Recent Advances in Methods for Solving Stochastic Integer Programming Problems

2023-2024
Invité(e)
Date

ven., 16 févr. 2024

Résumé

Stochastic integer programming (SIP) problems combine the power of integer decision variables for modeling discrete decisions and logical relationships with the ability of stochastic programming to manage uncertainty when operating, planning, and designing systems. Because of this combination, SIP can be useful in a wide range of applications including power grid operation, employee staffing, and supply chain network design. This combination of features also leads to models that can be extremely difficult so solve. We present recent work in solving these types of problems, including the enhancements to the branch-and-cut method for solving a single instance and techniques for accelerating the solution of multiple instances, as is required when using the sample average approximation technique. This is based on work with Rui Chen and Harshit Kothari.

Biographie

Dr. Jim Luedtke est professeur titulaire au département d’ingénierie industrielle et système de l’Université de Wisconsin-Madison. Il a obtenu son doctorat de Georgia Institute of Technology en 2007. Spécialiste de l’optimisation nonlinéaire, stochastique et linéaire avec entiers mixtes, il est actif au sein de la société INFORMS d’optimisation et rédacteur adjoint de Mathematical Programming Computation.

Jim Luedtke is a Professor in the department of Industrial and Systems Engineering at the University of Wisconsin-Madison. Luedtke earned his Ph.D. at Georgia Tech and did postdoctoral work at the IBM T.J. Watson Research Center. Luedtke’s research is focused on methods for solving stochastic and mixed-integer optimization problems, as well as applications of such models.

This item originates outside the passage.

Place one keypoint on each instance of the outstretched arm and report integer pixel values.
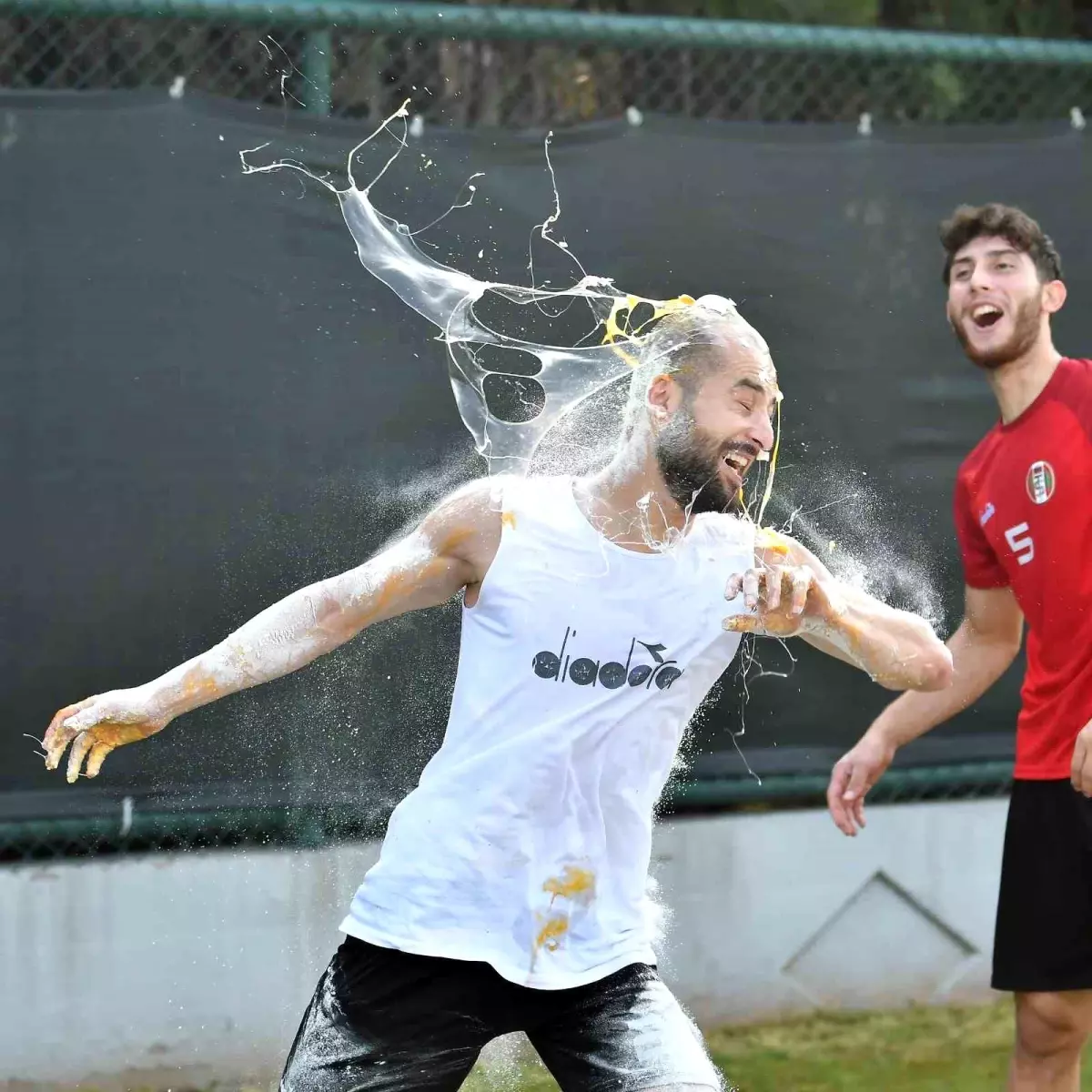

Luedtke is a recipient of an NSF CAREER award, was a finalist in the INFORMS JFIG Best Paper competition, and was awarded the INFORMS Optimization Society Prize for Young Researchers. Luedtke serves on the editorial board of Mathematical Programming Computation, is chair of the Mathematical Optimization Society Publications Committee, and serves as Vice-Chair for Optimization under Uncertainty for the INFORMS Optimization Society.